Dybukiada
Słowo „dybuk” wywodzi się z języka hebrajskiego i oznacza mniej więcej tyle co „przylgnięcie”. Mianem tym określa się zarówno zjawisko zawładnięcia żywym człowiekiem przez ducha zmarłej osoby, jak i samą duszę pokutną. Przed rokiem świętowaliśmy w Bramie Grodzkiej dość nieoczekiwane wydarzenie – repremierę filmu Dybuk, którego pierwszy udokumentowany pokaz odbył się wcale nie w Warszawie, ale w lubelskim kinie „Bałtyk” 20 września 1937 roku.
Mojżesz Rynecki (1881-1943), „Dybuk” (1920). Ze zbiorów i dzięki uprzejmości rodziny Ryneckich, www.chasingportraits.org
Do dziś okoliczności wydarzeń sprzed niemal 80 lat pozostają dość niejasne. Być może był to „dziki” pokaz, może próbny seans zorganizowany w porozumieniu z reżyserem i producentami? Faktem jest, o czym przed rokiem nie mieliśmy pojęcia, że tego samego dnia Dybuka puszczono także w radomskim kinie „Adria”. O ile w Radomiu jednak film wyświetlano przez tydzień raptem raz dziennie, o tyle w Lublinie już pierwszego dnia Dybuka zagrano 6 razy, a seanse trwały aż do 10 października. Różne były także reakcje w prasie. Gazety radomskie ograniczyły się do publikowania zwykłych zapowiedzi, tymczasem w Lublinie już na tydzień przed premierą rozpoczęto zmasowaną kampanię promocyjną, a po niej rozpisywano się na temat gigantycznego powodzenia filmu wśród lublinian. Również palma pierwszeństwa pozostaje (ledwo, ale wciąż) w Lublinie – pierwszy seans w „Bałtyku” miał miejsce o godzinie 13, w Radomiu zaledwie i aż pół godziny później. Warszawa na swoją premierę musiała poczekać jeszcze 4 dni.
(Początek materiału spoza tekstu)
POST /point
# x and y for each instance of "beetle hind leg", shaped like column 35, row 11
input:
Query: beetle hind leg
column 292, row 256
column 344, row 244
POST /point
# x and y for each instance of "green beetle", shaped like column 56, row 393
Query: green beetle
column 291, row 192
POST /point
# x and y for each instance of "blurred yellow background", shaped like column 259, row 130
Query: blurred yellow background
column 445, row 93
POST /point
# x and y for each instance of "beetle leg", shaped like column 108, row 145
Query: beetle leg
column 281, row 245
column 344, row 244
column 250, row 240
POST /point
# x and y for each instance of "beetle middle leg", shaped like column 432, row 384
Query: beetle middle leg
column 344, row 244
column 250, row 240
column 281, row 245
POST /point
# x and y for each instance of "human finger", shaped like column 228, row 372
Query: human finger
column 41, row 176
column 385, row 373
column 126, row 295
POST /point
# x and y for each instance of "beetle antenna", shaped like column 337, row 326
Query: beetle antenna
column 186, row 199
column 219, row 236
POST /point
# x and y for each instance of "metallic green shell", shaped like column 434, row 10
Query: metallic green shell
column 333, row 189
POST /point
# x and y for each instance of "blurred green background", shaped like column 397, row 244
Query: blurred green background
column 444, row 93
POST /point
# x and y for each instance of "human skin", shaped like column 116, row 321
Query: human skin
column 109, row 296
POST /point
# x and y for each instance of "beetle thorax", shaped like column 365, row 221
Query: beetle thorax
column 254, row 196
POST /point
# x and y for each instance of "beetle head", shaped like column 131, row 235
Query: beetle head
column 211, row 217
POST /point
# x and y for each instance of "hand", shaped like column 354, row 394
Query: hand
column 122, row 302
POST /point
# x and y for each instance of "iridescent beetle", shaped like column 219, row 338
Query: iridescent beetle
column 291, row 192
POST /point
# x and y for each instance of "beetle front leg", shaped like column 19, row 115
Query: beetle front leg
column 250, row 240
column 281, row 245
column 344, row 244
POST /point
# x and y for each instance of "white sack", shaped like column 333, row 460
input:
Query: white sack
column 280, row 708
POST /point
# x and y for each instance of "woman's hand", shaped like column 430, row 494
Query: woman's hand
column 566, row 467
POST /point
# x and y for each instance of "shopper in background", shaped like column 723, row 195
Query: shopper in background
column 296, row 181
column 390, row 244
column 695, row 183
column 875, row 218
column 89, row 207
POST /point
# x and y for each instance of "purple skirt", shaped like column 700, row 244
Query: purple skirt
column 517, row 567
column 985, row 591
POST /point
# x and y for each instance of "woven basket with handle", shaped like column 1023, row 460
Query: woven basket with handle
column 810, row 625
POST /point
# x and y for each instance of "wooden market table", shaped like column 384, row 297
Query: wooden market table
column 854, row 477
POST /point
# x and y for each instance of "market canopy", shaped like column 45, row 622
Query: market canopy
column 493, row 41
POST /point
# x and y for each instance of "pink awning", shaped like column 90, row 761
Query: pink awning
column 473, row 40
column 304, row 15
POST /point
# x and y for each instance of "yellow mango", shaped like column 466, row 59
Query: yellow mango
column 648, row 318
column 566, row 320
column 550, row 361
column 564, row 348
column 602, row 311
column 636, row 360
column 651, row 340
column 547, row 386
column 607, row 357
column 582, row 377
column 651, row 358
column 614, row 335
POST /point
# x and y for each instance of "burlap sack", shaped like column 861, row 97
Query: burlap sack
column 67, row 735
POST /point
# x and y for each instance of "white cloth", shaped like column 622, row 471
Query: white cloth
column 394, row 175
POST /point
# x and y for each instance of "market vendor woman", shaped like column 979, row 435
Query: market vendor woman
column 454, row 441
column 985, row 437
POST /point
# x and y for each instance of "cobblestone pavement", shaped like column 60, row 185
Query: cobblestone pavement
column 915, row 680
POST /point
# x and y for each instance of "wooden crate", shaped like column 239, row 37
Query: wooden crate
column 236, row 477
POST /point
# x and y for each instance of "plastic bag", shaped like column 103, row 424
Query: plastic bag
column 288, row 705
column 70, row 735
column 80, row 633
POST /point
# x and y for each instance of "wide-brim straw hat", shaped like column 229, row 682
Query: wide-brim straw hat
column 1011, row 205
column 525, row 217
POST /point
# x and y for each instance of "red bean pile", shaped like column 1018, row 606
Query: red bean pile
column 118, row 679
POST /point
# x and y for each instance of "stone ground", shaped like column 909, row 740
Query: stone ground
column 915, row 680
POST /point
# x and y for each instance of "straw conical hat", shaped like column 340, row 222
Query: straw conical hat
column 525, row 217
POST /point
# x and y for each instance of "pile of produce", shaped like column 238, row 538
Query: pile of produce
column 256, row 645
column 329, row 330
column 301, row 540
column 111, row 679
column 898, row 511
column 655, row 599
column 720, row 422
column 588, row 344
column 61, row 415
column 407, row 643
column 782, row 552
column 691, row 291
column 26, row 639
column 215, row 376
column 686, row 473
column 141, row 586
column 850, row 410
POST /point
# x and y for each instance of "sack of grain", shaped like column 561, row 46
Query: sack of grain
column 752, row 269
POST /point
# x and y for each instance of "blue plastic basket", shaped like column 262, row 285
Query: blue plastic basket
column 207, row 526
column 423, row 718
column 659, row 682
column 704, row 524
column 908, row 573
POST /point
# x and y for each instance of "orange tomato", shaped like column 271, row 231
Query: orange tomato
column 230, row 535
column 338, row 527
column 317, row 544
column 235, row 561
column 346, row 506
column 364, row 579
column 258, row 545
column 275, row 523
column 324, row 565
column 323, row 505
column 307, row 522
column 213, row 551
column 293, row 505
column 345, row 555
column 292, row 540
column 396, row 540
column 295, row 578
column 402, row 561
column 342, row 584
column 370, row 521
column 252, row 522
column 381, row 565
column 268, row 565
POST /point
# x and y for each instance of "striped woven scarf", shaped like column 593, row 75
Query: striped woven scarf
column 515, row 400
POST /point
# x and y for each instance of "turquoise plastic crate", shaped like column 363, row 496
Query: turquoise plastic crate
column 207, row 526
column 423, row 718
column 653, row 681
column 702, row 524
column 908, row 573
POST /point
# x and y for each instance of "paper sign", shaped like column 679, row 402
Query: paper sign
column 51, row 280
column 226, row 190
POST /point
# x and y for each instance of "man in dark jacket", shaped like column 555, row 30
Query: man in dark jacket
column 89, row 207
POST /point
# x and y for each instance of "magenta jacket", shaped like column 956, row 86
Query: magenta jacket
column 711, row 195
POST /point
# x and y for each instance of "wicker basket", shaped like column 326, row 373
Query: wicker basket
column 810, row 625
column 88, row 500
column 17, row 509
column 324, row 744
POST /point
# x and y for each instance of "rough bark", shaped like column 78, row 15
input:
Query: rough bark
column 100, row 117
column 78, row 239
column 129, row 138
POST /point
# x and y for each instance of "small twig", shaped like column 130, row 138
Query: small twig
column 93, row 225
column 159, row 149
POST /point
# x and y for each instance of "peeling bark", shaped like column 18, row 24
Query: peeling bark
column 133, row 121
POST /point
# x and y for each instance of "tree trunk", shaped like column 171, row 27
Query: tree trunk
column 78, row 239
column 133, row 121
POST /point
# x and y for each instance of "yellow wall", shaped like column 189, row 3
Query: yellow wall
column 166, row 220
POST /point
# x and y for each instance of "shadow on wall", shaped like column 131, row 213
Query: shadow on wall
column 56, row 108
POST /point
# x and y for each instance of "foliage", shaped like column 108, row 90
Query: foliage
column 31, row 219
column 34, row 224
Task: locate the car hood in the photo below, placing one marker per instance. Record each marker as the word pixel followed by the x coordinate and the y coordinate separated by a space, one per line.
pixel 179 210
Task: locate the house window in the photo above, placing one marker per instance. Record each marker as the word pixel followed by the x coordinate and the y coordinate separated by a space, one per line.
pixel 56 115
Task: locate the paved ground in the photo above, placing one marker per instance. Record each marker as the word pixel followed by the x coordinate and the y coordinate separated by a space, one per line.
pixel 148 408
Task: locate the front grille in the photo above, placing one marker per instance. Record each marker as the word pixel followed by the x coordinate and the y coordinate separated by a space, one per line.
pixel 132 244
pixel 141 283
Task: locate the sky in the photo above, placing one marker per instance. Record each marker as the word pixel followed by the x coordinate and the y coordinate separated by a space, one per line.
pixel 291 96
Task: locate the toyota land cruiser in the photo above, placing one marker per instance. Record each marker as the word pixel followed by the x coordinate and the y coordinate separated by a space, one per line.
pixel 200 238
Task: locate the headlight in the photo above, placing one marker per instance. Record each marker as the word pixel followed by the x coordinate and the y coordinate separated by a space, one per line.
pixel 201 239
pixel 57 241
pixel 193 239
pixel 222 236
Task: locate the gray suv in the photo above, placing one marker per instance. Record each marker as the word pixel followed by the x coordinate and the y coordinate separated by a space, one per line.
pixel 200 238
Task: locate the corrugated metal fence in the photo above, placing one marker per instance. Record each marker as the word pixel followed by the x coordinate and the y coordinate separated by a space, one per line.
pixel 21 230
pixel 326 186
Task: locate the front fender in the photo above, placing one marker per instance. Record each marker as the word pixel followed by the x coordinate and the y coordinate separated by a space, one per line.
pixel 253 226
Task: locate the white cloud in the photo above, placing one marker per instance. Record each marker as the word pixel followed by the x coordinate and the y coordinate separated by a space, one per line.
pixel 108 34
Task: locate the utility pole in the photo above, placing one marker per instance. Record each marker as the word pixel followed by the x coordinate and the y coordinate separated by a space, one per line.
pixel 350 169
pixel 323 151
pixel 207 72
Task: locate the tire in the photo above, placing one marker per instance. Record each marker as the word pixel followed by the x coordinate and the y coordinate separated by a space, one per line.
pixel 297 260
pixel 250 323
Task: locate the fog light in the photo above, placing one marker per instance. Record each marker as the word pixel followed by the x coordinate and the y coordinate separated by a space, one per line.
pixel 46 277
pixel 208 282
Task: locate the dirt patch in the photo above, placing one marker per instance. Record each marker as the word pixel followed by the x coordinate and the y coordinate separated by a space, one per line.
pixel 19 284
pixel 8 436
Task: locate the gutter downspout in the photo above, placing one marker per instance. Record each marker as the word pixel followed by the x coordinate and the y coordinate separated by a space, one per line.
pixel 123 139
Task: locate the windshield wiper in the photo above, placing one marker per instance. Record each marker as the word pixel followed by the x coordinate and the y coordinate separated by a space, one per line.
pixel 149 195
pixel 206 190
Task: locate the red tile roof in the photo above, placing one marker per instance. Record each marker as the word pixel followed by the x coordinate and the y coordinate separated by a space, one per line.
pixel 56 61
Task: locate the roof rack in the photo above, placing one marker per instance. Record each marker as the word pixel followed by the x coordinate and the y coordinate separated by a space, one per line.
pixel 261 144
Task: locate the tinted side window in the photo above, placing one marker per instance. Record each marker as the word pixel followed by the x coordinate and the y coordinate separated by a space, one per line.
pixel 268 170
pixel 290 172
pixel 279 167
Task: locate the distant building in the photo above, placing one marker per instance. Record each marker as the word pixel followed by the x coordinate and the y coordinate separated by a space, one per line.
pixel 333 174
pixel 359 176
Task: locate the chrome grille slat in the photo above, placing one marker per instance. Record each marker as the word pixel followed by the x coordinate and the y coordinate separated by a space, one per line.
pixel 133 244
O filmie Michała Waszyńskiego i jego pierwowzorze literackim Szymona An-skiego można pisać w nieskończoność. Polską i żydowską prasę z okresu dwudziestolecia międzywojennego wypełniają recenzje coraz to nowych inscenizacji dramatu, dzieł inspirowanych nim, jak choćby słynnej niegdyś opery Lodovico Rocci, potem doniesienia o powstającej ekranizacji i jej sukcesach na całym świecie. W Lublinie Dybuk zagościł już w kwietniu 1921 roku, kiedy do miasta przywiozła go tuza żydowskiego teatru – Estera Rachela Kamińska. Dybuki natomiast zamieszkiwały miasto i jego okolice na długo wcześniej, przyniesione najpewniej na barkach pierwszych chasydzkich cadyków. „Kto to jest Dybuk”? – Pytał w 1923 roku roku recenzent gazety „Czas” i trzeba przyznać, że dał całkiem zgrabną definicję tego fenomenu:
Zapytajcie kabalistów, a powiedzą, że dusze zmarłych wracają na świat i wcielają się na nowo, aż osiągną oczyszczenie. Te zaś, które nie dobiegły wyznaczonego dla jednego żywota kresu, błądzą po świecie jako upiory, aż wstąpią w żyjącego człowieka i opętają go, by wraz z nim znaleźć oczyszczenie. To są właśnie – dybuki. Wyborem żywego mieszkania kierują prawdopodobnie osobiste sympatye.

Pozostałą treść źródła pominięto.